Closed grawlinson closed 4 years ago
@grawlinson can you confirm you have the ebtables command installed?
You'll want to confirm some of the basics:
Also how is that LXD installed exactly? The journal output suggests that you upgraded to a new LXD and then downgraded it which LXD detected and refused starting.
I didn't need ebtables installed with lxd 3.18, only installed it with 3.19 when it showed up in the logs.
I don't have dnsmasq running due to all my containers having static IPs, and others obtaining IP addresses via router DHCP. It has worked this way from lxd 3.14, and only ran into this particular issue when upgrading to 3.19.
iptables -L -n -v
$ sudo iptables -L -n -v
Chain INPUT (policy ACCEPT 8189 packets, 697K bytes)
pkts bytes target prot opt in out source destination
Chain FORWARD (policy ACCEPT 19 packets, 1434 bytes) pkts bytes target prot opt in out source destination
Chain OUTPUT (policy ACCEPT 7592 packets, 3180K bytes) pkts bytes target prot opt in out source destination
LXD is installed using [this](https://github.com/Foxboron/lxd-repo/) repository. I upgraded from 3.18 to 3.19, back to 3.18 and now running 3.19.
I may have found a cause. Restarting a container results in this showing up in logs. Will do some more poking around.

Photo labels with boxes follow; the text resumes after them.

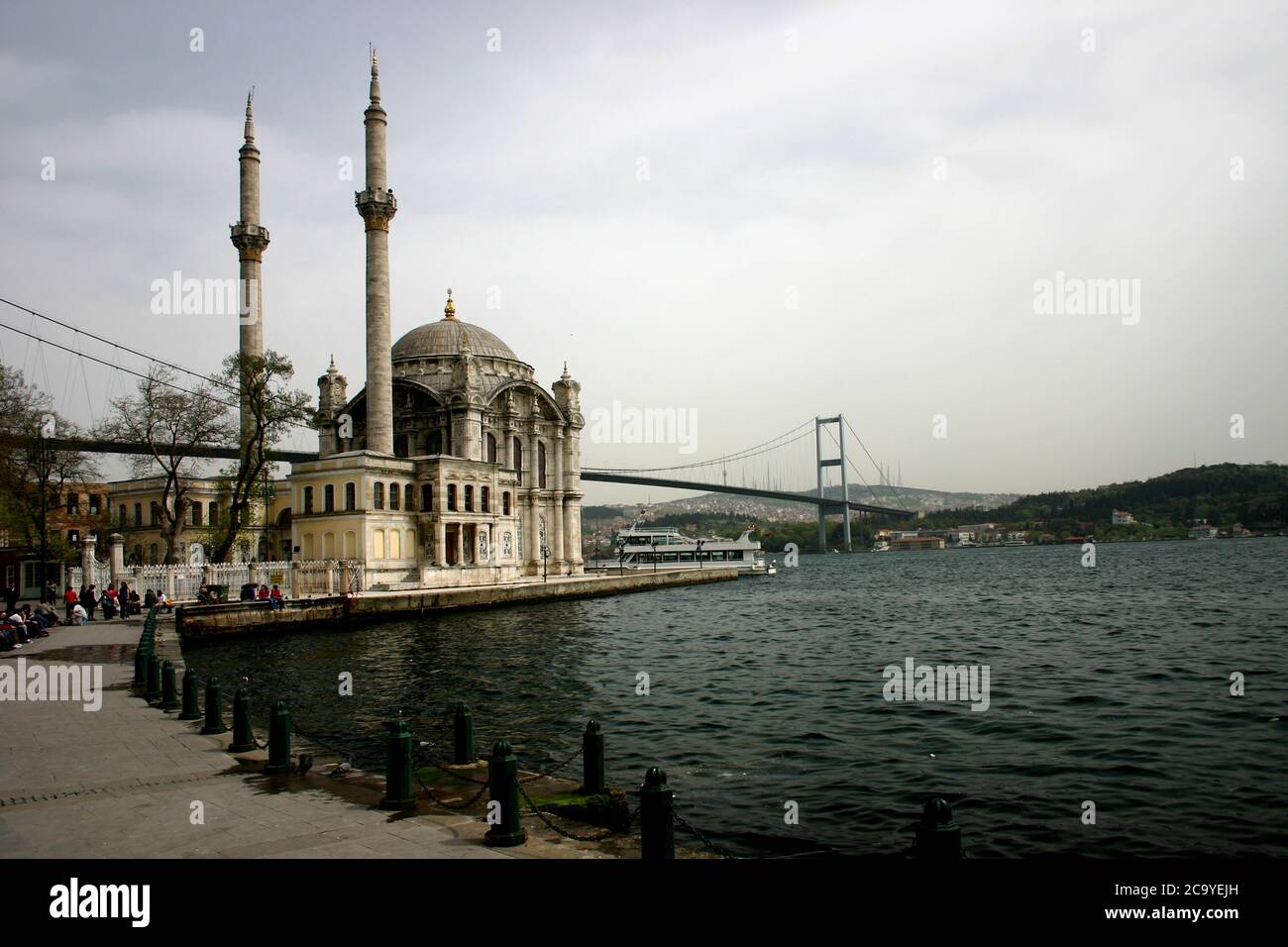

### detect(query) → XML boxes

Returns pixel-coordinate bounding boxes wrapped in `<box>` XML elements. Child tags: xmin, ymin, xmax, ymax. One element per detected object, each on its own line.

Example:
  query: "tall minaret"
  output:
<box><xmin>229</xmin><ymin>89</ymin><xmax>268</xmax><ymax>440</ymax></box>
<box><xmin>355</xmin><ymin>49</ymin><xmax>398</xmax><ymax>455</ymax></box>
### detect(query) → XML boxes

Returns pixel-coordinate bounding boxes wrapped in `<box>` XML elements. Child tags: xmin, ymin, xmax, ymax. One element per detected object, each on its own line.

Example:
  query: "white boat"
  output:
<box><xmin>591</xmin><ymin>522</ymin><xmax>762</xmax><ymax>575</ymax></box>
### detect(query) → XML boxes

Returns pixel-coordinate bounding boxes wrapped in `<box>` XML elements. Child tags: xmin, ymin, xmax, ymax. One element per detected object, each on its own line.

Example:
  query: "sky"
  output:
<box><xmin>0</xmin><ymin>0</ymin><xmax>1288</xmax><ymax>502</ymax></box>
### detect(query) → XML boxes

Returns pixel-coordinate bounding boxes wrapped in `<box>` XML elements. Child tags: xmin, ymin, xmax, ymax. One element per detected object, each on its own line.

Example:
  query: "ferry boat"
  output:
<box><xmin>592</xmin><ymin>522</ymin><xmax>778</xmax><ymax>576</ymax></box>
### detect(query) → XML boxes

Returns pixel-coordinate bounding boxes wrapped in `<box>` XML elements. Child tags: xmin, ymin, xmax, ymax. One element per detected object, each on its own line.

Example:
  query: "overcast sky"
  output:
<box><xmin>0</xmin><ymin>0</ymin><xmax>1288</xmax><ymax>501</ymax></box>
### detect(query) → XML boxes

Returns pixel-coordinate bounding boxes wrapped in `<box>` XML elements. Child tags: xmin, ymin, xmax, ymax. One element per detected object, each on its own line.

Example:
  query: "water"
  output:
<box><xmin>187</xmin><ymin>539</ymin><xmax>1288</xmax><ymax>857</ymax></box>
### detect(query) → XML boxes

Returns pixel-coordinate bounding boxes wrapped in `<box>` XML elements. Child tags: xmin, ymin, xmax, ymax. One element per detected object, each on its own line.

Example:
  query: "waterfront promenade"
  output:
<box><xmin>0</xmin><ymin>620</ymin><xmax>604</xmax><ymax>858</ymax></box>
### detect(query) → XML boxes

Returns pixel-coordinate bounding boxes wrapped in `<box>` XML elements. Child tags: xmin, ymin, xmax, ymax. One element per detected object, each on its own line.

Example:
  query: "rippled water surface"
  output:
<box><xmin>185</xmin><ymin>539</ymin><xmax>1288</xmax><ymax>857</ymax></box>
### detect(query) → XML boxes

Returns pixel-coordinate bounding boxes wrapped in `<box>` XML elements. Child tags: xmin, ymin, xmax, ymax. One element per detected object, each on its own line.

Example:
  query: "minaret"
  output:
<box><xmin>228</xmin><ymin>89</ymin><xmax>268</xmax><ymax>442</ymax></box>
<box><xmin>353</xmin><ymin>51</ymin><xmax>398</xmax><ymax>455</ymax></box>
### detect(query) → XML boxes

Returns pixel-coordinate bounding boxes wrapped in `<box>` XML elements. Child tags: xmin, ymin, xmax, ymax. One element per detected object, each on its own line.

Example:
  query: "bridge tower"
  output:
<box><xmin>814</xmin><ymin>415</ymin><xmax>854</xmax><ymax>553</ymax></box>
<box><xmin>228</xmin><ymin>89</ymin><xmax>268</xmax><ymax>447</ymax></box>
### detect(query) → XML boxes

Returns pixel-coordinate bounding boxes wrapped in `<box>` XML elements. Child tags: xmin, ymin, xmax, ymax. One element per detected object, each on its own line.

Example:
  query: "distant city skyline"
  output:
<box><xmin>0</xmin><ymin>3</ymin><xmax>1288</xmax><ymax>504</ymax></box>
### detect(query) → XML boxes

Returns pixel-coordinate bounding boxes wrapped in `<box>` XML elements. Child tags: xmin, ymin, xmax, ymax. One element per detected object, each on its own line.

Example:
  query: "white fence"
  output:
<box><xmin>67</xmin><ymin>559</ymin><xmax>366</xmax><ymax>601</ymax></box>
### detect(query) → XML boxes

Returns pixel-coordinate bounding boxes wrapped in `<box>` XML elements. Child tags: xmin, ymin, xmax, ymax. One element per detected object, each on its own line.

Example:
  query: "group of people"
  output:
<box><xmin>63</xmin><ymin>582</ymin><xmax>174</xmax><ymax>625</ymax></box>
<box><xmin>0</xmin><ymin>599</ymin><xmax>58</xmax><ymax>651</ymax></box>
<box><xmin>241</xmin><ymin>582</ymin><xmax>286</xmax><ymax>608</ymax></box>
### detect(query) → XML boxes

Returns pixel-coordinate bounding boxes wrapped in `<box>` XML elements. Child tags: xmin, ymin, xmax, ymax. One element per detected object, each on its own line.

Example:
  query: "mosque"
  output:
<box><xmin>238</xmin><ymin>53</ymin><xmax>585</xmax><ymax>588</ymax></box>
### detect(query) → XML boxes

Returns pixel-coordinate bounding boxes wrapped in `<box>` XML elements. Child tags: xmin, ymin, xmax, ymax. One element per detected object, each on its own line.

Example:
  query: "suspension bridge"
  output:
<box><xmin>0</xmin><ymin>297</ymin><xmax>915</xmax><ymax>548</ymax></box>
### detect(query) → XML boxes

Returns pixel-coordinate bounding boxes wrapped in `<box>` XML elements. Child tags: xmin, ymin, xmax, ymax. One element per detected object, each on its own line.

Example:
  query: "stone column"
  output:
<box><xmin>434</xmin><ymin>519</ymin><xmax>447</xmax><ymax>569</ymax></box>
<box><xmin>107</xmin><ymin>532</ymin><xmax>125</xmax><ymax>585</ymax></box>
<box><xmin>81</xmin><ymin>536</ymin><xmax>98</xmax><ymax>585</ymax></box>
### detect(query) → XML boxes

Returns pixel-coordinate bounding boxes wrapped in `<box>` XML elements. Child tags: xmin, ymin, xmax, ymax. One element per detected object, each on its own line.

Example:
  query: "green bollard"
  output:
<box><xmin>581</xmin><ymin>720</ymin><xmax>604</xmax><ymax>796</ymax></box>
<box><xmin>161</xmin><ymin>661</ymin><xmax>179</xmax><ymax>710</ymax></box>
<box><xmin>380</xmin><ymin>720</ymin><xmax>416</xmax><ymax>810</ymax></box>
<box><xmin>179</xmin><ymin>668</ymin><xmax>201</xmax><ymax>720</ymax></box>
<box><xmin>201</xmin><ymin>678</ymin><xmax>228</xmax><ymax>733</ymax></box>
<box><xmin>143</xmin><ymin>653</ymin><xmax>161</xmax><ymax>703</ymax></box>
<box><xmin>914</xmin><ymin>796</ymin><xmax>962</xmax><ymax>860</ymax></box>
<box><xmin>483</xmin><ymin>740</ymin><xmax>528</xmax><ymax>848</ymax></box>
<box><xmin>640</xmin><ymin>767</ymin><xmax>675</xmax><ymax>862</ymax></box>
<box><xmin>228</xmin><ymin>686</ymin><xmax>259</xmax><ymax>753</ymax></box>
<box><xmin>134</xmin><ymin>639</ymin><xmax>151</xmax><ymax>686</ymax></box>
<box><xmin>265</xmin><ymin>701</ymin><xmax>292</xmax><ymax>773</ymax></box>
<box><xmin>452</xmin><ymin>703</ymin><xmax>478</xmax><ymax>767</ymax></box>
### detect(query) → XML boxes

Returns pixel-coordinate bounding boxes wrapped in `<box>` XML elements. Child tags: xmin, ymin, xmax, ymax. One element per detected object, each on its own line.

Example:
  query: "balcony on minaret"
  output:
<box><xmin>228</xmin><ymin>222</ymin><xmax>268</xmax><ymax>261</ymax></box>
<box><xmin>353</xmin><ymin>187</ymin><xmax>398</xmax><ymax>231</ymax></box>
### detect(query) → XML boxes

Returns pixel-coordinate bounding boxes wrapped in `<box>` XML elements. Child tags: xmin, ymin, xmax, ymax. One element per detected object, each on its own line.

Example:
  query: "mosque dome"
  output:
<box><xmin>393</xmin><ymin>290</ymin><xmax>522</xmax><ymax>362</ymax></box>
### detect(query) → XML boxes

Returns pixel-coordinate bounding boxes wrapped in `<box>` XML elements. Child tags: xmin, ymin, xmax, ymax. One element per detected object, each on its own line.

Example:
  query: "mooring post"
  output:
<box><xmin>134</xmin><ymin>638</ymin><xmax>152</xmax><ymax>686</ymax></box>
<box><xmin>179</xmin><ymin>668</ymin><xmax>201</xmax><ymax>720</ymax></box>
<box><xmin>581</xmin><ymin>720</ymin><xmax>604</xmax><ymax>796</ymax></box>
<box><xmin>483</xmin><ymin>740</ymin><xmax>528</xmax><ymax>848</ymax></box>
<box><xmin>161</xmin><ymin>661</ymin><xmax>179</xmax><ymax>710</ymax></box>
<box><xmin>201</xmin><ymin>678</ymin><xmax>228</xmax><ymax>733</ymax></box>
<box><xmin>915</xmin><ymin>796</ymin><xmax>962</xmax><ymax>858</ymax></box>
<box><xmin>265</xmin><ymin>701</ymin><xmax>291</xmax><ymax>773</ymax></box>
<box><xmin>452</xmin><ymin>702</ymin><xmax>478</xmax><ymax>767</ymax></box>
<box><xmin>640</xmin><ymin>767</ymin><xmax>675</xmax><ymax>861</ymax></box>
<box><xmin>380</xmin><ymin>720</ymin><xmax>416</xmax><ymax>810</ymax></box>
<box><xmin>228</xmin><ymin>686</ymin><xmax>259</xmax><ymax>753</ymax></box>
<box><xmin>143</xmin><ymin>652</ymin><xmax>161</xmax><ymax>703</ymax></box>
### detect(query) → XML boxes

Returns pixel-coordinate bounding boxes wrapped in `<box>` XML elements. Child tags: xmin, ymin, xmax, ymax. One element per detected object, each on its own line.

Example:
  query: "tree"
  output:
<box><xmin>210</xmin><ymin>349</ymin><xmax>314</xmax><ymax>562</ymax></box>
<box><xmin>0</xmin><ymin>365</ymin><xmax>98</xmax><ymax>585</ymax></box>
<box><xmin>98</xmin><ymin>366</ymin><xmax>237</xmax><ymax>566</ymax></box>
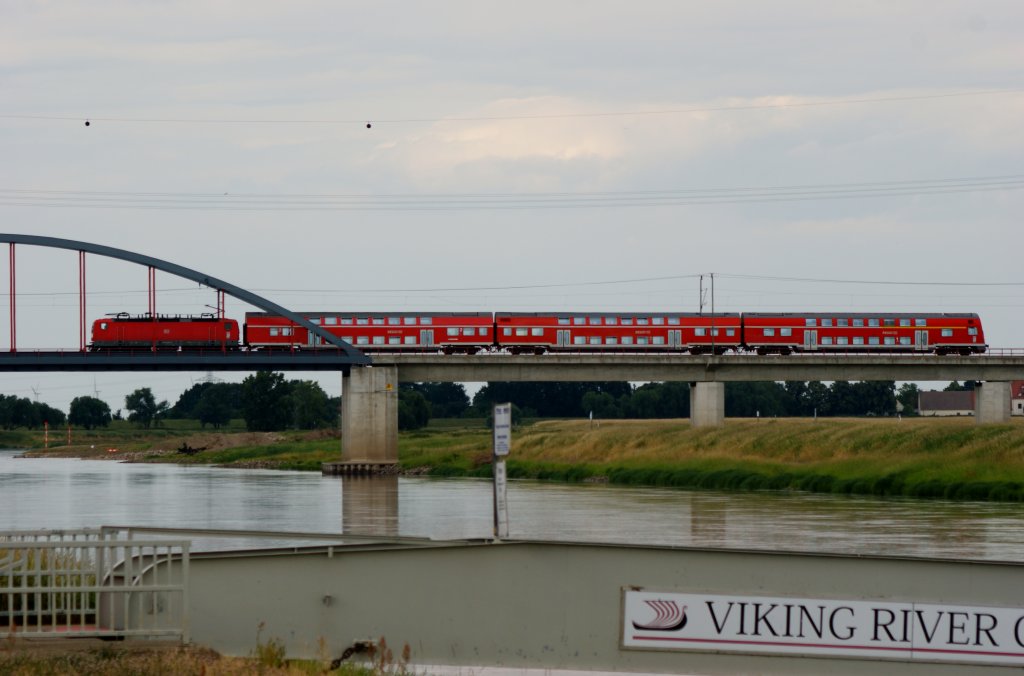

Jan 21 08:19:51 r620 systemd-networkd[1172]: veth52060197: rtnl: received neighbor message with invalid family, ignoring.
Jan 21 08:19:51 r620 systemd-networkd[1172]: veth52060197: rtnl: received neighbor message with invalid family, ignoring.
Oh, hold on, did you also upgrade your containers? And are those running ArchLinux too?
If so and you're also using networkd in those containers, then you just got hit by the systemd pointrelease regression in networkd.
If that's the case, then your way out of this issue is to apply the same fix we have in our current images: https://github.com/lxc/lxc-ci/blob/master/images/archlinux.yaml#L470
Yup, that was the problem. Do you have a reference/article regarding the regression that I could peruse?
I really appreciate the help, @stgraber & @tomponline. I think that's two beverages I owe you now. :)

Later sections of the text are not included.